Workflow for Tabular data

lhoestq commented 2 years ago

Tabular data are treated very differently than data for NLP, audio, vision, etc. and therefore the worflow for tabular data in datasets is not ideal.

For example for tabular data, it is common to use pandas/spark/dask to process the data, and then load the data into X and y (X is an array of features and y an array of labels), then train_test_split and finally feed the data to a machine learning model.

In datasets the workflow is different: we use load_dataset, then map, then train_test_split (if we only have a train split) and we end up with columnar dataset splits, not formatted as X and y.

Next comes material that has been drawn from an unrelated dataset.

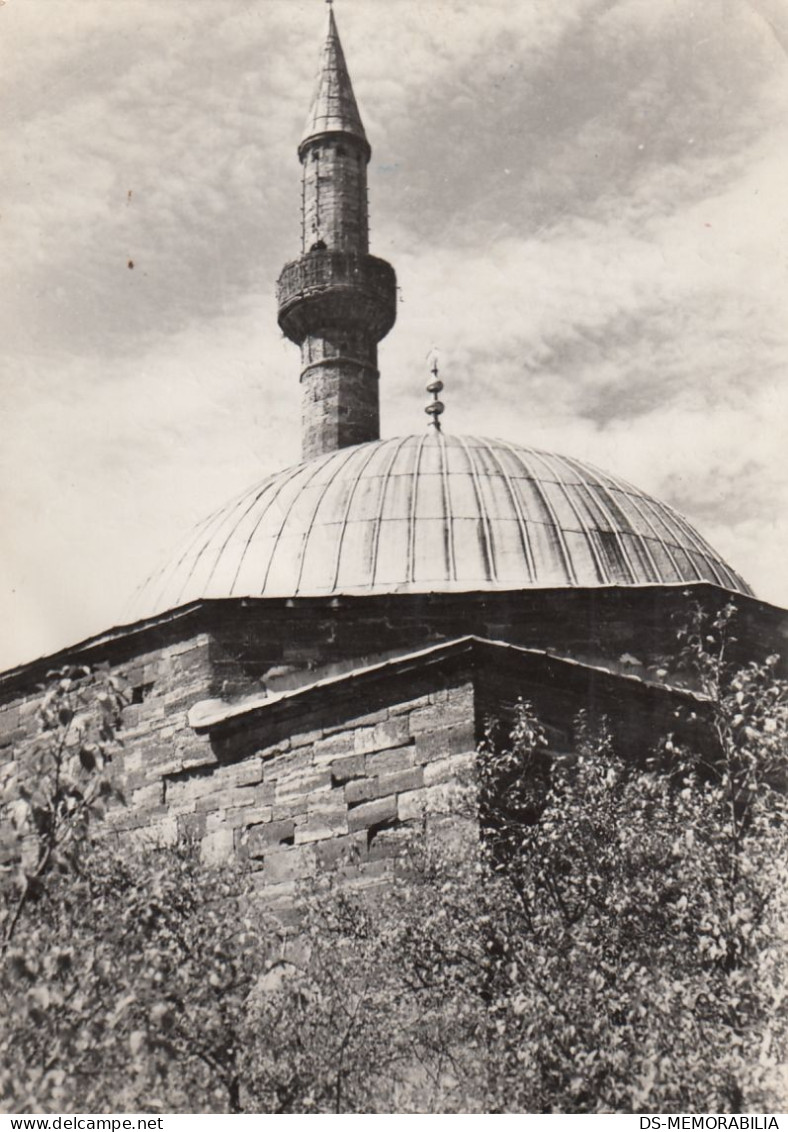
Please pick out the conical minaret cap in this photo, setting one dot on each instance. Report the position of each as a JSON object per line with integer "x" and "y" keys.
{"x": 333, "y": 108}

Right now, it is already possible to convert a dataset from and to pandas, but there are still many things that could improve the workflow for tabular data:

be able to load the data into X and y
be able to load a dataset from the output of spark or dask (as far as I know it's usually csv or parquet files on S3/GCS/HDFS etc.)
support "unsplit" datasets explicitly, instead of putting everything in "train" by default

cc @adrinjalali @merveenoyan feel free to complete/correct this :)

Feel free to also share ideas of APIs that would be super intuitive in your opinion !

merveenoyan commented 2 years ago

I use below to load a dataset:

dataset = datasets.load_dataset("scikit-learn/auto-mpg")
df = pd.DataFrame(dataset["train"])

TBH as said, tabular folk split their own dataset, they sometimes have two splits, sometimes three. Maybe somehow avoiding it for tabular datasets might be good for later. (it's just UX improvement)

wconnell commented 1 year ago

is very slow batch access of a dataset (tabular, csv) with many columns to be expected?

lhoestq commented 1 year ago

Define "many" ? x)

wconnell commented 1 year ago

~20k! I was surprised batch loading with as few as 32 samples was really slow. I was speculating the columnar format was the cause -- or do you see good performance with this approx size of tabular data?

lhoestq commented 1 year ago

20k can be a lot for a columnar format but maybe we can optimize a few things.

It would be cool to profile the code to see if there's an unoptimized part of the code that slows everything down.

(it's also possible to kill the job when it accesses the batch, it often gives you the traceback at the location where the code was running)

adrinjalali commented 1 year ago

FWIW I've worked with tabular data with 540k columns.

wconnell commented 1 year ago

thats awesome, whats your secret? would love to see an example!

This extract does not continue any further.